In 2011, Deshaies co-founded Cleave Biosciences with Dr. Seth Cohen (University of California, San Diego), Dr. Frank Parlati, Dr. Peter Thompson, and Dr. Laura Shawver, based on technology developed in the Cohen and Deshaies labs.  Dr. Lawrence Lasky, this time at US Venture Partners, once again played an instrumental role.  Cleave built on technology invented collaboratively by the Deshaies, Rosen (Scripps), and Schoenen (University of Kansas) laboratories to develop CB-5083, which is a potent and selective inhibitor of p97.  CB-5083 entered human phase 1 clinical trials in 2014.

In May 2017, Deshaies resigned from the California Institute of Technology and Howard Hughes Medical Institute to accept the position of Senior Vice President for discovery research at Amgen.

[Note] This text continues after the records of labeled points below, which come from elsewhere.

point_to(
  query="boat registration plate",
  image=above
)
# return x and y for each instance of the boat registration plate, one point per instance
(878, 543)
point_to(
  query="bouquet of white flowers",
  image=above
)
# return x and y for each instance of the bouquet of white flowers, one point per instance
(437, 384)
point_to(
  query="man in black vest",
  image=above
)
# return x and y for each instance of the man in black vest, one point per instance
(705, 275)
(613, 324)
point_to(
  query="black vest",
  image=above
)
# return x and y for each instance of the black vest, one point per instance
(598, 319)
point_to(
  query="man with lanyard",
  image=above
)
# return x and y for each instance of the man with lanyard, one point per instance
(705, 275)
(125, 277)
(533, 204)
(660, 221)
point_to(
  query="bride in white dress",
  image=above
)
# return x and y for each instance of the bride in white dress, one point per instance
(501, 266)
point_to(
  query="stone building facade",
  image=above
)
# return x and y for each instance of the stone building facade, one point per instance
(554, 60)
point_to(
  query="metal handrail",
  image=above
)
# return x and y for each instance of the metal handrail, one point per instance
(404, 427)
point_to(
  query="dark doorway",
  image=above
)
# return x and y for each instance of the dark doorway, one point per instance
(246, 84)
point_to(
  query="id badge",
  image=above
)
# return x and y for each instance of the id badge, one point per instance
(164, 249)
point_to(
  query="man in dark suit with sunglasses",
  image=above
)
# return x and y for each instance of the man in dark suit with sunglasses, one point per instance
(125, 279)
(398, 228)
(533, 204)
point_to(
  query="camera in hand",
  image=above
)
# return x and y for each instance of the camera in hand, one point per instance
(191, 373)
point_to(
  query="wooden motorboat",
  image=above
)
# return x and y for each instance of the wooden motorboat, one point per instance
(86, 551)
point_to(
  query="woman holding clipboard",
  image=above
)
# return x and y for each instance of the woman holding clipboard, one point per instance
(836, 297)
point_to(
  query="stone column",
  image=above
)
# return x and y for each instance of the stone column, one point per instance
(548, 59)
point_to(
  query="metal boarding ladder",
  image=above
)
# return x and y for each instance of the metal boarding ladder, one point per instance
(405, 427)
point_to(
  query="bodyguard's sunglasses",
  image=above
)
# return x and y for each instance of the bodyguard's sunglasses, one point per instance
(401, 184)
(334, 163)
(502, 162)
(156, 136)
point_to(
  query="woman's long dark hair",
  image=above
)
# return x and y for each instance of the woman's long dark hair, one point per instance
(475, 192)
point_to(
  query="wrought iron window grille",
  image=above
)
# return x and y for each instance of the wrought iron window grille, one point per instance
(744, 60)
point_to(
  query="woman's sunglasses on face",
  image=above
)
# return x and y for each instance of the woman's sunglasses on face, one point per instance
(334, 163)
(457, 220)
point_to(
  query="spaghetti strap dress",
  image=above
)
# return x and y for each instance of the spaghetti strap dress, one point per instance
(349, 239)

In 2018 he was appointed SVP for global research and is in charge of all research projects up through filing of an IND application.

Awards 
2016 – Elected to the U.S. National Academy of Sciences
2011 – Elected to the American Academy of Arts and Sciences
2007 – Elected as a Fellow of the American Association for the Advancement of Science
1999 – ASCB–Promega Early Career Life Scientist Award
1997 – Beckman Young Investigator Award
1997 – Burroughs-Wellcome New Investigator Award
1995 – Searle Scholar Award
1990 – Lucille P. Markey Charitable Trust Scholar Award

References

External links 
Kyprolis official website. 
Cleave Biosciences.  
Proteome Exploration Laboratory, Caltech. 
The Ubiquitin Proteome System.  Lecture series by Raymond Deshaies, iBiology (video). 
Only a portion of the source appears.